Other parameters that that can be adjusted by the user include the addition of the option to exclude contaminants. Furthermore, to increase the speed of the ETISEQ algorithm and to reduce the number of reconstructed MS/MS-like spectra of non-peptide origin, it was found that it is beneficial to predefine the range of scans over which MS/MS reconstruction is performed. This range can usually be estimated by visualization of the CDA data to determine the elution times where the peptide ions are first and last detected.

All remaining parameters described in the previous section such as the SIC time range and correlation coefficient cut-off were found to require less optimisation and are therefore not direct user adjustable through the web-interface. Nevertheless, these can be adjusted in the standalone version of ETISEQ which can be requested from the authors.

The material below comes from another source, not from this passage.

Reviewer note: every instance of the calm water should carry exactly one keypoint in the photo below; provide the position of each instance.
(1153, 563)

ETISEQ performance validation

In order to demonstrate the utility of the described algorithm, the numbers of peptides identified for tryptic protein digests of hen egg lysozyme and BSA, as well as a tryptic digest of whole influenza virus were compared using DDA data and CDA data with ETISEQ processing. The parameters used for ETISEQ were 5 selected precursor ions per spectra (n = 5) and these were excluded for 4 subsequent scans (x = 4) as previously determined to be optimal. DDA-like LC-MS/MS data were also generated from CDA data without precursor-product ion correlation processing. This was necessary to demonstrate the benefit of ion correlation on automated MS/MS spectra interpretation.

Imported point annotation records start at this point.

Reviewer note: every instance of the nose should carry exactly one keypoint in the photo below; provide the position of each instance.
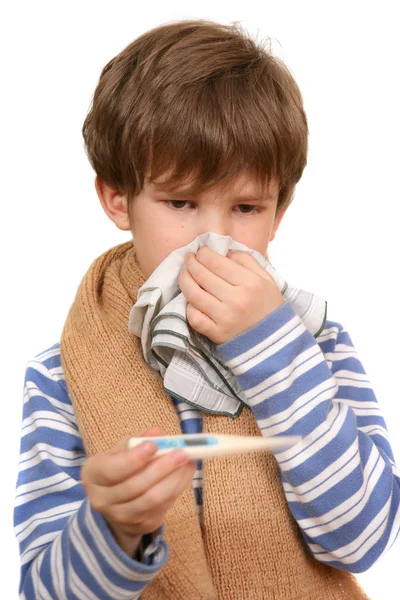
(214, 221)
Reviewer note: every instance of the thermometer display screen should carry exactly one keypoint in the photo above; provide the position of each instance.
(196, 442)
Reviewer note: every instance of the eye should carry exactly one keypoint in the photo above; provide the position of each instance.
(177, 204)
(252, 208)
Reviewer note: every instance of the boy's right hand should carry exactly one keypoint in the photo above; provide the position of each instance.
(132, 491)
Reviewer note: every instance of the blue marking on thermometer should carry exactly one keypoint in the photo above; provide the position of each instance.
(203, 445)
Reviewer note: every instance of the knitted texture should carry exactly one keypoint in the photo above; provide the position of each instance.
(249, 547)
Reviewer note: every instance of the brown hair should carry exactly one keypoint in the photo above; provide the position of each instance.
(197, 100)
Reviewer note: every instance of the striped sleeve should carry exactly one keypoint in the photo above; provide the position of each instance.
(340, 480)
(66, 547)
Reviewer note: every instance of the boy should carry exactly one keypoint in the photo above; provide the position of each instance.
(195, 129)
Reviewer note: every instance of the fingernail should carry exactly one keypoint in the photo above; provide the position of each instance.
(180, 457)
(147, 448)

Table 1 shows that the DDA data resulted in the highest number of unique peptides for identified lysozyme and the virus digest (8 and 20 unique peptides respectively), while CDA data processed with ETISEQ identified most for BSA (24 unique peptides – for full list of peptides [see Additional file 1]). In all cases, CDA without correlation processing resulted in the least number of identified unique peptides. Based on the overall peptide coverage of the virus digest (Table 2), it can be seen that the some of the identified peptides are different between DDA and CDA acquired data.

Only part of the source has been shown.